O camphre, ô batistes, ô housses des lustres ! ô pianos d’été dont on imagine les touches chaudes et qui miauliez comme de grands chats dans les rares instants de silence, pianos qui remplacez à Paris si désavantageusement la grenouille et la cigale, éventails chinois, pieds nus dans les mules, sorbets, travaux, paresses, amitiés ou solitude, rien ne consolait d’habiter Paris et d’avoir si chaud.

Car je pourrais, n’est-ce pas, vous raconter que cette saison-là, à Paris, fut exquise (vous n’y étiez pas. madame, ni vous, ma chère, non plus) et vous n’y verriez que du feu et vous regretteriez peut-être d’être parties. Mais pourquoi mentir ? Même au risque de paraître moins véridique, pourquoi n’être pas sincère ? Pourquoi ne pas avouer que le seul foyer de la cigarette paraissait un intolérable incendie et que notre cher Paris somnolait d’ennui parce qu’il n’avait pas su garder, pour se distraire et pour l’exciter d’un coup d’éventail, le Hasard et la Fantaisie. Celle-ci, expirant de chaleur, s’était réfugiée, m’a-t-on dit, dans un astre en train de s’éteindre, et s’y balançait dans un hamac nébuleux, dédaignant même de laisser tomber sa pantoufle sur la pauvre terre. Quant au Hasard, bras dessus, bras dessous avec la Fortune, il bondissait de casino en casino, de plage à la mode en ville d’eaux, et se moquait bien de l’ennui de Paris et du mauvais état des prairies, les tapis de jeu restant toujours verts. On ne songea pas à utiliser l’aviation pour, au moyen de milliers d’avions, faire tournoyer sur Paris un innombrable ventilateur. Alors il ne restait plus aux Parisiens qu’à attendre la pluie, la pluie et ses délices, à l’attendre avec autant d’amoureuse anxiété que les arbres et que les herbes, qui, tout en n’étant pas accusés de littérature, se disaient certainement avec Chateaubriand : « Levez-vous, orages désirés ! » ou souhaitaient, à en mourir, « le bel orage » de la comtesse de Noailles.

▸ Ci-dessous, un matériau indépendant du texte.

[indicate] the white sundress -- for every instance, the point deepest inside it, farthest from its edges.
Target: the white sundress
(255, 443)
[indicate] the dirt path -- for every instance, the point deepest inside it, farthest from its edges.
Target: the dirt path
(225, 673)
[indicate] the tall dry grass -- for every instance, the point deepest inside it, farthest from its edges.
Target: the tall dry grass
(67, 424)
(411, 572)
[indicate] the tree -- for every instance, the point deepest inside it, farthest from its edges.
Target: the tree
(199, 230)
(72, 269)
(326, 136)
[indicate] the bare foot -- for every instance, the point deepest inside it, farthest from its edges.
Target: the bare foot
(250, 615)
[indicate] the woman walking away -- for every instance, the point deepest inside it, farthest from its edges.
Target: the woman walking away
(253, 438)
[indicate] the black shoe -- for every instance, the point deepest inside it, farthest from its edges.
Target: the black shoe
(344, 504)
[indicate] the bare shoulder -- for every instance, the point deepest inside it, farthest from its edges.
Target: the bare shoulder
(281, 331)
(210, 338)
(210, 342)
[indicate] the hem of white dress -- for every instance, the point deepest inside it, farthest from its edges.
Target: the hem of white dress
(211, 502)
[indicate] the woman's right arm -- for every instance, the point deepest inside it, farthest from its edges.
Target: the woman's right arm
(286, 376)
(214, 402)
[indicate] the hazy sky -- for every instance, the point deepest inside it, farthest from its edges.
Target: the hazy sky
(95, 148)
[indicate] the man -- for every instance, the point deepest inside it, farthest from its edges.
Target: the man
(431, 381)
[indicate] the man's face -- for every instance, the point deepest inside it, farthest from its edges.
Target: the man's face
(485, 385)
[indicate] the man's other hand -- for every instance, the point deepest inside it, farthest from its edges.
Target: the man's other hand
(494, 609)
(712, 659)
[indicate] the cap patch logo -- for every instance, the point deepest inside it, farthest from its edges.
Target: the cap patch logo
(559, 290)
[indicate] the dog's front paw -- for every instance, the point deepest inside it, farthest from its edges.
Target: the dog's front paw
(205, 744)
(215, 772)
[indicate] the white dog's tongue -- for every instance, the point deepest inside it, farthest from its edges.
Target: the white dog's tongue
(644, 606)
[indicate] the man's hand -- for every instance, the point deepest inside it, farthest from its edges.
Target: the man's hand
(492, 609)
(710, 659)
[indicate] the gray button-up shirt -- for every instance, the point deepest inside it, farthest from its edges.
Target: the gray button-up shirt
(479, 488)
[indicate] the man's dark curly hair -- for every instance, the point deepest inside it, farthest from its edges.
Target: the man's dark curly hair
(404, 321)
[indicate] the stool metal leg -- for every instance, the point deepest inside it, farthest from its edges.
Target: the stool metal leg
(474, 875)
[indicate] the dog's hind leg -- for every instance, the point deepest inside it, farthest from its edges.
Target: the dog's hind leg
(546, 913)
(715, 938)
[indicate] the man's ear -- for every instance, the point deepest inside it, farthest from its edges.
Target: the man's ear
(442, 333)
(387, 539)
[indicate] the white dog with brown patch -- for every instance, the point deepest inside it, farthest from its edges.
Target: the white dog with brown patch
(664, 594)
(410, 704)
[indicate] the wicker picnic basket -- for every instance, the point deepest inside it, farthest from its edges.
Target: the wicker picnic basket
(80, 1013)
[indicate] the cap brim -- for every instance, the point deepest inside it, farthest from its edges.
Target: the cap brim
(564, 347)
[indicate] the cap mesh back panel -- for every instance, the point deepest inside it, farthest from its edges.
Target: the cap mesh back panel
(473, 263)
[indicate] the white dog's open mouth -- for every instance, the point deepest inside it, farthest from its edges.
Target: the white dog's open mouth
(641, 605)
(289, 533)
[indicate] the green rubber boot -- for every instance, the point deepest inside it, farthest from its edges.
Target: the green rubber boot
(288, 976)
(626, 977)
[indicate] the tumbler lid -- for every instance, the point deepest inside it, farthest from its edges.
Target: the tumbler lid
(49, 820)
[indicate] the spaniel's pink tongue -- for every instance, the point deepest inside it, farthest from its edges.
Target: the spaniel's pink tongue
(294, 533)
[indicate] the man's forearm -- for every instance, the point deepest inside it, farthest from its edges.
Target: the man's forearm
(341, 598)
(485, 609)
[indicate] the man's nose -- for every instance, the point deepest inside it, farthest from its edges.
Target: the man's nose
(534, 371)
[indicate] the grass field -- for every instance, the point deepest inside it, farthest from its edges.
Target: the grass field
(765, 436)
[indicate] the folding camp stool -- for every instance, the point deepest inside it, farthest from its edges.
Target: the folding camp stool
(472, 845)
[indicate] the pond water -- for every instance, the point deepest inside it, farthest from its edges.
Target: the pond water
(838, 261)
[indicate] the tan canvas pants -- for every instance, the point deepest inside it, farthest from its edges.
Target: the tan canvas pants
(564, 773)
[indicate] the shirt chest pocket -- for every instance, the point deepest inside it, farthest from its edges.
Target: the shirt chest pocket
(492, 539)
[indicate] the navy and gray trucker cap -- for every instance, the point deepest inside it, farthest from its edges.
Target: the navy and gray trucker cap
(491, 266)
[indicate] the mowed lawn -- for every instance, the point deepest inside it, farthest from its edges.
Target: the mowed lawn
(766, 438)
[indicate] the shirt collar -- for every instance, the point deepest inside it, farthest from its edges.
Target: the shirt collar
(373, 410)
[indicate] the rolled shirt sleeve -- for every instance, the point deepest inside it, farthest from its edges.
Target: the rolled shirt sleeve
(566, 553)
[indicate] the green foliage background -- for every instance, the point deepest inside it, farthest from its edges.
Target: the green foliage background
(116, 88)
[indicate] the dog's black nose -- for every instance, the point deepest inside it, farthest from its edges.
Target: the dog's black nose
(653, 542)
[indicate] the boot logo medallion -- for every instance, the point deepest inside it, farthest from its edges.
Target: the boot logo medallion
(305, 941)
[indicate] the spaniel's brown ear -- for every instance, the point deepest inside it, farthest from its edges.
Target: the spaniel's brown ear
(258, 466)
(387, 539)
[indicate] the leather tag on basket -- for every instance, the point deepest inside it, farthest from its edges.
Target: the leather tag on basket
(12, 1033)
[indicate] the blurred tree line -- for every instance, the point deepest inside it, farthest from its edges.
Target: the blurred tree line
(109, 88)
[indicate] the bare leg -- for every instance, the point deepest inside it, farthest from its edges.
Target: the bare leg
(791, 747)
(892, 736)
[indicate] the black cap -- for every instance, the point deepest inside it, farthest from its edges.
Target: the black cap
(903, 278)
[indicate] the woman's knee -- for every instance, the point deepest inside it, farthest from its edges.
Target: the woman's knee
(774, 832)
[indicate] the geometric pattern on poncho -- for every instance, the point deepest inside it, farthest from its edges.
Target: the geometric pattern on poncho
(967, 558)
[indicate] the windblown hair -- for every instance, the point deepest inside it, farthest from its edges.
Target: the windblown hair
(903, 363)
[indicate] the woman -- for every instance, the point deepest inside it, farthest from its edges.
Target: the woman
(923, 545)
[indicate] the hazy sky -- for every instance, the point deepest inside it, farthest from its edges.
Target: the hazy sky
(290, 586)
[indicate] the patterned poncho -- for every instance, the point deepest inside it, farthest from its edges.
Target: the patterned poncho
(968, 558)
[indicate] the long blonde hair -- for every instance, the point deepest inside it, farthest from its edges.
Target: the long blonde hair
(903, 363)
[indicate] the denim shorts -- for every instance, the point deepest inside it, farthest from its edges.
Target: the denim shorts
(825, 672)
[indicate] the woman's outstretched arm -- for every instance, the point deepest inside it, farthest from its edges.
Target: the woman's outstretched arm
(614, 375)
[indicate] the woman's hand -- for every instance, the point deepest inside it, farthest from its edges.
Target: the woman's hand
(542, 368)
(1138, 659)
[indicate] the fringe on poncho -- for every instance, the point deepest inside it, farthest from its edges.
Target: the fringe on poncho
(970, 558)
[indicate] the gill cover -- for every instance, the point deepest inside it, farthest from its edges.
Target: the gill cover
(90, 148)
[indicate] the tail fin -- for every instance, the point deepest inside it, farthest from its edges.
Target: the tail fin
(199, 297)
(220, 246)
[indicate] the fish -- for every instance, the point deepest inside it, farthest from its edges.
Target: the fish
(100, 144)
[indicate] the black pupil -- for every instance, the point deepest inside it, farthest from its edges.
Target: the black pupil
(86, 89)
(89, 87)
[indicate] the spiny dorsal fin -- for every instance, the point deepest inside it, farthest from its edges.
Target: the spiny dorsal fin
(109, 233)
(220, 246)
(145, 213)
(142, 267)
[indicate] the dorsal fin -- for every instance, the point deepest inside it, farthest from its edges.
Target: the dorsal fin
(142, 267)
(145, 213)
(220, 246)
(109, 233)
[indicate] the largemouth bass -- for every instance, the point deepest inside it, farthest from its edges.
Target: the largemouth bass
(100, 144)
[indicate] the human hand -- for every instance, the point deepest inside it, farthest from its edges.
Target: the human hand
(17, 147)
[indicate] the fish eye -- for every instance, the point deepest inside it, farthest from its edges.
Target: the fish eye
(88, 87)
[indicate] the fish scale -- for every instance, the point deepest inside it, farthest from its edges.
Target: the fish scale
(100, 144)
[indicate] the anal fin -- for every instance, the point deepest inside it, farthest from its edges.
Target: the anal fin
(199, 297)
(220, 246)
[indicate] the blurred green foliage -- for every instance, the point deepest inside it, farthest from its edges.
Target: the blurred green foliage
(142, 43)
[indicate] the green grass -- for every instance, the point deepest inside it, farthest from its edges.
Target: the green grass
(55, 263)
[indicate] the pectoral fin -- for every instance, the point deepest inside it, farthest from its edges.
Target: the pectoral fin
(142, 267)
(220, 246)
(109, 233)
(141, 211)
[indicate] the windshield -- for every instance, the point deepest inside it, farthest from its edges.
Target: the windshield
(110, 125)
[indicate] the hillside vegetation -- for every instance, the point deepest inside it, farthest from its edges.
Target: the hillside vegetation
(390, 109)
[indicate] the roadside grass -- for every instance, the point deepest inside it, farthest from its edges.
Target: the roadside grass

Herbes, gazons, prés, pâturages, qu’étiez-vous, hélas ! devenus ? Moi qui ai toujours regretté de n’être pas une prairie, — non pour me laisser manger par les bêtes, bien que cela doive reposer des gens intelligents, — mais pour pouvoir goûter à fond le déroulement de l’indolence et ce vert repos étalé, toujours étendu, cette paresse végétale et silencieusement vivante, que je vous plaignais, que je souffrais pour vous ! Dans les jardins parisiens, pourtant arrosés, irrigués, soignés, de petits carrés bien portants semblaient conservés à grands frais en tant qu’échantillons d’une espèce disparue. Au Bois, et dans les bois, de larges espaces abandonnés à leur sort ne présentaient que paillasson mourant, ou disparition complète du moindre brin vif, retour à la terre nue, comme si, lasse aussi d’avoir si chaud, la vieille terre sans pudeur avait rejeté sa tunique émeraude. Toutes les herbes de la Saint-Jean étaient mortes, et le jour de l’Assomption, jadis appelé jour des Herbes, parce que, à cette date, on en jonchait les dalles des églises, coutume charmante établie peut-être en souvenir de l’âne et du bœuf de la crèche, ce jour-là, on n’aurait pu trouver assez d’herbe fraîche pour faire le tapis d’une petite chapelle, aux pieds de Marie. Mortes les herbes des sorcières, et les herbes sages et bénéfiques ! Morts la fléole et le vulpin, les paturins et la fétuque durette, et le trèfle porte-bonheur, et le sainfoin, et la flouve odorante ! Mortes toutes les herbes folles que j’adore et dont je ne sais pas les noms (sauf le vôtre, ô folle avoine, ma jolie ! ) Herbes folles dont je voudrais tout un grand pré, sans que nulle sagesse vous pallie, vous étiez sèches, dispersées, vous ne tintiez plus dans le vent. Plus de gazons ; pas plus de gazon d’argent que de gazon du chat ou de gazon d’Espagne ; le gazon turc n’a pas survécu et (que brouteront donc les poètes ? ) le gazon du Parnasse est défunt aussi.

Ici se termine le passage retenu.